Don’t worry about all this, well salmon only needs 20 minutes but the potatoes need 45, bung them all in together - they’ll be fine.

ChocolateCinderToffee · 13/12/2025 01:17

Definitely batch cooking. Don’t just do what you need for the next meal, ever. Even cutting bread, slice the whole loaf. Make soup twice a week, cook rice or pasta for two meals and chill or freeze half, peel half a dozen potatoes and carrots and keep half in cold water in the fridge. Use lots of frozen veg: peas, beans, corn. Plan ahead.

canuckup · 13/12/2025 02:17

I cook for about an hour a day three times a week, in addition to dinner (which usually takes anything from ten mins to an hour)

So I'll do a batch of hard boiled eggs, some muffins, and a soup for example. This keeps us ticking along and stops us resorting to crappy freezer food

canuckup · 13/12/2025 02:20

I'm a huge fan of the cook once, eat twice philosophy.

So make a big batch of Bolognese sauce. First night it's pasta bake (parboil pasta, add half the sauce, put in a baking dish, add white sauce, sprinkle grated cheese on, 45 mins in oven).
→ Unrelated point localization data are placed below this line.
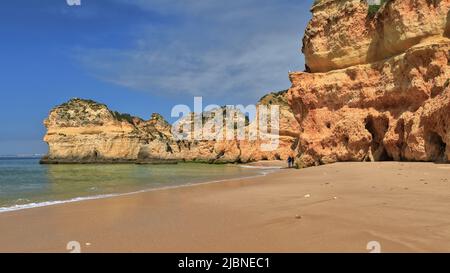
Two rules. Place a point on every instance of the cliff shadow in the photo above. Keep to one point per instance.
(447, 26)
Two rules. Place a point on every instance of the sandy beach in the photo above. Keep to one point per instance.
(335, 208)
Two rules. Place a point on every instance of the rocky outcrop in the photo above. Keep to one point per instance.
(345, 33)
(378, 84)
(84, 131)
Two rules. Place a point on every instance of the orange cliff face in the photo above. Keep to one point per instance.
(377, 86)
(84, 131)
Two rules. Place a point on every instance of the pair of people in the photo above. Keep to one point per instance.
(290, 161)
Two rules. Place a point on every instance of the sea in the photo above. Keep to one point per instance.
(25, 184)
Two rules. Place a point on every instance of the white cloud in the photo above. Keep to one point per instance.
(218, 49)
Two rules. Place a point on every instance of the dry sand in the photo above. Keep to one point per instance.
(403, 206)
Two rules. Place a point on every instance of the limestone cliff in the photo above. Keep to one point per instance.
(84, 131)
(377, 87)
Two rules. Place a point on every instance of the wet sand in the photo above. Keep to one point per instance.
(336, 208)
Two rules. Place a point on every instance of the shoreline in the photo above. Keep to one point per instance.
(104, 196)
(332, 208)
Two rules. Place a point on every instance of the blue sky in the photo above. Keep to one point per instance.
(140, 56)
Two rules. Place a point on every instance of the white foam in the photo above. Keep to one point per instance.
(104, 196)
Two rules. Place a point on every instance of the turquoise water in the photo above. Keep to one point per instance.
(24, 183)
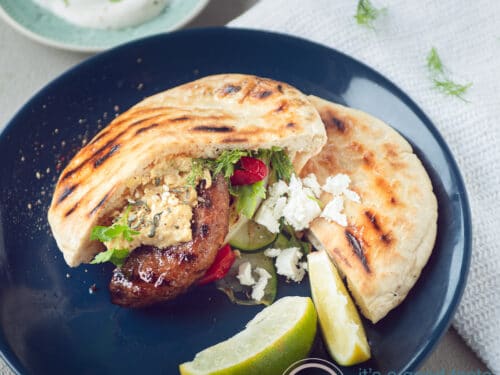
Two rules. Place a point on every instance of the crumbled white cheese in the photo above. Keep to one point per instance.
(245, 274)
(311, 182)
(260, 286)
(300, 209)
(288, 264)
(333, 211)
(297, 202)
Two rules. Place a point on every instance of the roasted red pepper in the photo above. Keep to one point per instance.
(250, 170)
(220, 267)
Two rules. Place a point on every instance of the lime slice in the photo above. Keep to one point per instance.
(339, 320)
(278, 336)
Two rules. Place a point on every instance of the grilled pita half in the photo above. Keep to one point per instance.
(391, 233)
(199, 119)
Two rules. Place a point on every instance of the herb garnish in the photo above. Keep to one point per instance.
(367, 13)
(227, 160)
(281, 164)
(249, 197)
(441, 81)
(105, 234)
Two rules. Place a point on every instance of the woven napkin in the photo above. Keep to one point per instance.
(466, 35)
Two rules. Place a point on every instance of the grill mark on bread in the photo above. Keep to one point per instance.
(262, 94)
(231, 89)
(66, 192)
(146, 128)
(234, 140)
(69, 173)
(332, 121)
(283, 106)
(357, 249)
(213, 128)
(384, 237)
(70, 211)
(178, 119)
(106, 156)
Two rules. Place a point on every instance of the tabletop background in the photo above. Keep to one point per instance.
(26, 66)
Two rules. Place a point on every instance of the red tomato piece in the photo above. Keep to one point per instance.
(220, 267)
(250, 170)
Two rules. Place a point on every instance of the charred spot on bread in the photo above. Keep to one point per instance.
(146, 128)
(231, 89)
(104, 157)
(213, 128)
(178, 119)
(357, 249)
(66, 192)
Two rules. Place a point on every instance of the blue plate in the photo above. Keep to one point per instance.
(50, 323)
(43, 26)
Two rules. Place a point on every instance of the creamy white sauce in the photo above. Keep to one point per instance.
(105, 14)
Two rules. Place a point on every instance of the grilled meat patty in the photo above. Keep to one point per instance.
(151, 275)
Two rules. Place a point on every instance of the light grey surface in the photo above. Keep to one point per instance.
(26, 66)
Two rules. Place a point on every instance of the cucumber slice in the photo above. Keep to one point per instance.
(241, 294)
(251, 237)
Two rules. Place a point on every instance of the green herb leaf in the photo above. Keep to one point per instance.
(120, 228)
(249, 197)
(225, 162)
(441, 80)
(452, 88)
(366, 13)
(115, 256)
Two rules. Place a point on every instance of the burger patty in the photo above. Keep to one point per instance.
(151, 275)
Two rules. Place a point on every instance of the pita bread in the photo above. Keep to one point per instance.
(199, 119)
(391, 234)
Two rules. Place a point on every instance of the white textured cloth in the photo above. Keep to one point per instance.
(467, 36)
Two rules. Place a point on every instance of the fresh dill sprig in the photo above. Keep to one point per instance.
(441, 81)
(452, 88)
(367, 13)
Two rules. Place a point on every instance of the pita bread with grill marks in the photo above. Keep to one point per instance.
(391, 233)
(199, 119)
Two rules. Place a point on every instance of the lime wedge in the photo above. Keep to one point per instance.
(278, 336)
(339, 320)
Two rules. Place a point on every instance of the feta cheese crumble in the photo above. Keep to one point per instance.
(300, 209)
(311, 182)
(288, 262)
(298, 202)
(258, 289)
(246, 278)
(245, 274)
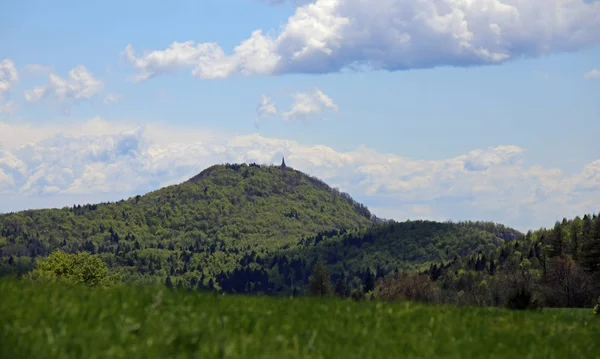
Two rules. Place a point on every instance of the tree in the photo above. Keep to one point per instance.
(320, 282)
(77, 268)
(369, 282)
(566, 284)
(341, 288)
(406, 286)
(557, 241)
(591, 247)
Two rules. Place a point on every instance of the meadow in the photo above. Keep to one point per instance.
(43, 320)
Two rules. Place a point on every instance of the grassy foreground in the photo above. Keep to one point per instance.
(57, 321)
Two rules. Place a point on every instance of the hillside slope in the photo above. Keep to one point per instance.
(354, 256)
(240, 228)
(211, 221)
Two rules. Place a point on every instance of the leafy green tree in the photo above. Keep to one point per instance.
(341, 288)
(80, 268)
(320, 282)
(591, 248)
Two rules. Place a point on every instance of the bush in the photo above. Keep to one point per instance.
(78, 268)
(406, 286)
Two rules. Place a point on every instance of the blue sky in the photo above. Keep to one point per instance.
(430, 110)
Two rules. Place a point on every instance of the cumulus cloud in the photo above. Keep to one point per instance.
(38, 69)
(306, 104)
(8, 76)
(333, 35)
(112, 98)
(266, 107)
(79, 85)
(592, 74)
(97, 159)
(8, 107)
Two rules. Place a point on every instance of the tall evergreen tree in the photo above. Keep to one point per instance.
(591, 249)
(320, 282)
(557, 242)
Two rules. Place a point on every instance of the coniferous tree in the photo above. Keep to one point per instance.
(320, 282)
(557, 241)
(369, 282)
(341, 288)
(591, 249)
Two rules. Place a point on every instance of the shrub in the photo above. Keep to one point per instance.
(406, 286)
(78, 268)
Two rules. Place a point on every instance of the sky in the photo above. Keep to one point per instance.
(431, 109)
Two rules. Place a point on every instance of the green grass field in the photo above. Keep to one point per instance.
(54, 321)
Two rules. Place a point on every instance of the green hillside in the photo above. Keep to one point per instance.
(205, 225)
(556, 267)
(56, 321)
(241, 228)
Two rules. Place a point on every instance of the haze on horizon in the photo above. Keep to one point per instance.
(437, 109)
Then the rest of the sauce is served with spaghetti another night.

Makes a huge difference to your time.

echt · 13/12/2025 02:22

Lots of excellent ideas here and only one thing to add - no pudding. That's for the weekend for me, if then.

Farticus101 · 13/12/2025 04:09

Get a big freezer. Buy frozen chopped onions, garlic, ginger, vegetables etc. So easy and quick to just throw stuff in.

Also good for freezing leftovers for another day obviously.

Teddleshon1 · 13/12/2025 04:16

Lots of batch cooking as others have said. But also, if time is short just have something such as a grilled chicken breast with bacon and lettuce in a decent bread roll. It will be delicious and far better than any ready meal of takeaway. Likewise experiment with omelettes and frittatas, they take minutes to make.

Liveafr · 13/12/2025 05:22

In addition to the suggestions above:

  • Buy good equipment. We have a Thermomix, it definitely saved time on cooking. It makes it easier to cook large portions and freeze part of them
  • When we don't have time to cook, we pour some frozen mixed vegetables in a pan with some spices and cook some proteins alongside (lentils, meat) and ready that. Easy, no efforts and still homemade.
FestiveBauble · 13/12/2025 05:30

I make sourdough a few times a week - honestly, mixing takes 5 mins, a few stretching sessions and it gets left on the counter for 7+ hours before going in the fridge over night and being baked the next day. Doesn’t take half as long as people make out!

I’m a big believer in prep - I like to prep everything to make my life easier. When I’ve got a few hours at the weekend I’ll make soup / bread / chopped veg / things that can freeze and then use those throughout the week.

I think a lot of it is prioritising too, i have friends that say they can’t cook from scratch due to time but will spend time watching tv / reading / on social media. That time at the weekend prepping could help them with home cooking during the week!